Je rougis. Je n’aime pas que l’on me fasses des éloges. Après tout, tous les autres enfants du service y vont. Ce n’est pas si incroyable que ça.
Alors que la psychologue me félicite pour ces avancées, quelqu’un toque à la porte. Une infirmière, d’une trentaine d’années, entre en hâte dans le bureau. Elle est vêtue de sa blouse et de son pantalon bleu ciel habituel, assorti de ces sabots. C’est la tenue règlementaire ici. Certains enfants ont déjà tentés de mettre fin à leurs jours ou se scarifient. Les tenues des infirmières et des médecins ne comportent que du tissu. Pas de ceinture autour de la taille, pas de boucle d’oreille. Ici, l’ambiance est glauque et chaleureuse en même temps.
Je suis soulagée de cette entrée.
— La nouvelle va arriver. Elle commence à se réveiller.
La médecin me regarde, visiblement embêtée d’interrompre la séance. Elle se tourne vers moi et me souris, l’infirmière restant sur le pas de la porte.

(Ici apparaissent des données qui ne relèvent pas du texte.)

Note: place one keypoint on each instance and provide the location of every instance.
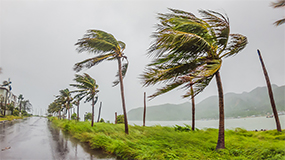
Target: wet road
(36, 139)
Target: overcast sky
(37, 49)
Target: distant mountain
(245, 104)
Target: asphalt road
(35, 139)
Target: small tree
(87, 116)
(120, 119)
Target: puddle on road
(67, 147)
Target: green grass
(10, 118)
(157, 142)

— Je suis désolée mais je dois y aller. Pour la prochaine fois, j’aimerais que tu réfléchisses à ce que tu ressens quand tu penses à tes parents. Si tu veux, tu peux le noter dans ton carnet.

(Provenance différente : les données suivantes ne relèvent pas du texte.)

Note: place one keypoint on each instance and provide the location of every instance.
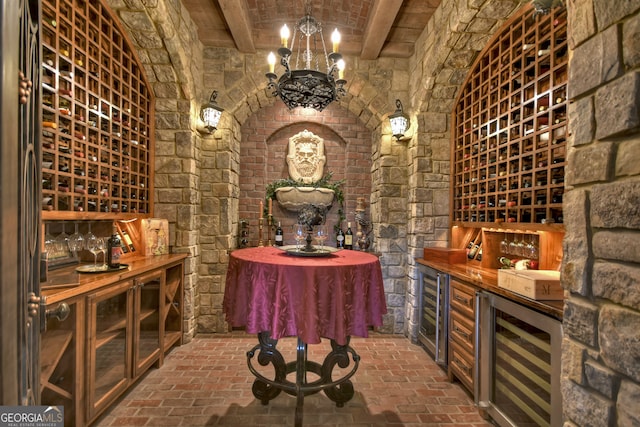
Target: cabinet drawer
(463, 299)
(461, 365)
(462, 331)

Je me lève et elle me suit de près. Nous sortons, elle me salue avant de se diriger dans le couloir des filles. C’est un long couloir situé à l'opposé de son bureau. Les murs sont peint d’un vieux jaune et des affiches y sont accrochés. Je vais dans la même direction qu’elle pour rejoindre ma chambre. Il y a beaucoup d’agitation dans le couloir. Il y a 2 garçons, Peter et Scott, qui sorte de la chambre d’Annabelle. J’entends un bruit sourd arriver derrière moi. Je me plaque contre le mur et me bouche les oreilles. Cependant, je garde les yeux ouverts. Une adolescente est allongé sur un brancard, à peine consciente. Elle a 15 ou 16 ans peut-être. A travers les contentions qu'elle porte, je perçois un bandage sur son poignet droit. Elle a sûrement essayée de s’ouvrir les veines. Elle porte un vieux tee-shirt du groupe ABBA, qui laisse voir des bras remplis de cicatrices. Le brancard finit sa course dans la chambre voisine à la mienne.

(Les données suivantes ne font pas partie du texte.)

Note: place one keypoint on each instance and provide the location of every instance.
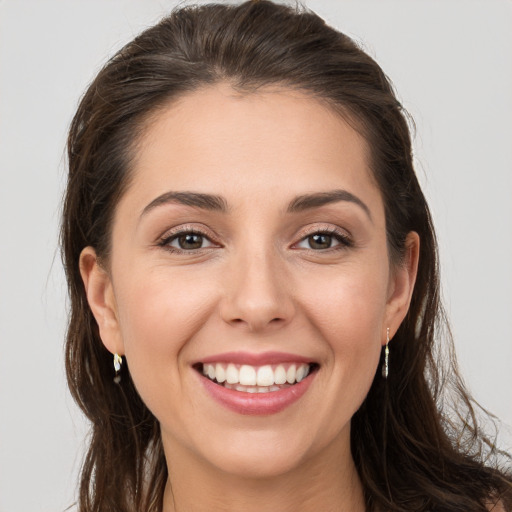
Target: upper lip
(254, 359)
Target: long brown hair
(413, 451)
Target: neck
(329, 483)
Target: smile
(255, 389)
(256, 379)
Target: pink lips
(256, 403)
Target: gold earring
(118, 363)
(385, 366)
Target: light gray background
(451, 64)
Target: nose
(257, 293)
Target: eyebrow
(196, 199)
(218, 203)
(308, 201)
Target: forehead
(218, 141)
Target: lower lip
(257, 403)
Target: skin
(256, 285)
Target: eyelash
(344, 241)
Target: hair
(415, 439)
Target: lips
(256, 384)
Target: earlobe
(402, 284)
(100, 296)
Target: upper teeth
(247, 375)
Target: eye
(187, 241)
(323, 240)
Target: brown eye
(320, 241)
(190, 241)
(325, 240)
(187, 241)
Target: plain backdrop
(451, 64)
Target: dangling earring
(385, 366)
(118, 362)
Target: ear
(401, 285)
(101, 299)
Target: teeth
(265, 376)
(262, 379)
(232, 374)
(280, 375)
(247, 375)
(291, 374)
(220, 373)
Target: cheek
(158, 315)
(348, 310)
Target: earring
(385, 366)
(118, 362)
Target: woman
(253, 276)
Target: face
(250, 246)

Alors que je ferme les yeux pour tenter de calmer mon cœur qui s’est emballé, j’entends des murmures qui proviennent des chambres en face. Ici, chaque nouvel arrivant est une distraction. J’ouvre la porte de ma chambre et la referme violemment. Mon cœur bat toujours la chamade, j’ai la petite voix dans ma tête qui se fait de plus en plus forte. Je me jette sur mon lit.
— Il se moque de toi. C’est vrai, regarde toi. Tu paniques à cause du bruit du brancard. Les autres enfant qui était là sont plus jeunes et, eux , n’ont pas eu peur, me susurre t-elle.
Je sors mon carnet et un stylo de ma table de nuit. Je l’ouvre à une page vide et je commence à écrire.
“ Soraya, le 13/04/2024, à la Clinique aux Sourires
Je sors d’un rendez-vous avec le Docteur Martins. On a vaguement parlé car on a été interrompue par une nouvelle arrivée. Je lui ai dit que je pensais beaucoup à Papa et Maman, et elle m’a demandé de réfléchir à ce que je ressens quand je pense à eux. Je sais pas pourquoi ça l’intéresse et je ressens des choses que je ne devrais pas ressentir. Je suis triste qu’il ne soit pas avec moi, mais je suis en colère qu’il m’est mise dans ce maudit bus. Et mon frère me manque. Quand je suis parti, l’Armée n’avais pas encore fait de funérailles et je ne pourrais pas y assister. C’est vraiment injuste ! Je crois que je suis surtout en colère en ce moment, mais je sais que je ne devrais pas. Ce sont mes parents et ils ont fait ça pour me protéger. Mais je ne peux pas m’en empêcher.
Il y a aussi la petite voix dans ma tête qui m’énerve. Il y avait beaucoup d’agitation dans le couloir avec l’arrivée de la nouvelle. Le bruit du brancard m’a fait paniquée et elle n'arrêtait pas de me dire “ regarde les petits en face, ils n’ont pas peur mais toi, si. Tu es une peureuse. Il se moque tous de toi”. Le fait de l’écrire, elle se tait.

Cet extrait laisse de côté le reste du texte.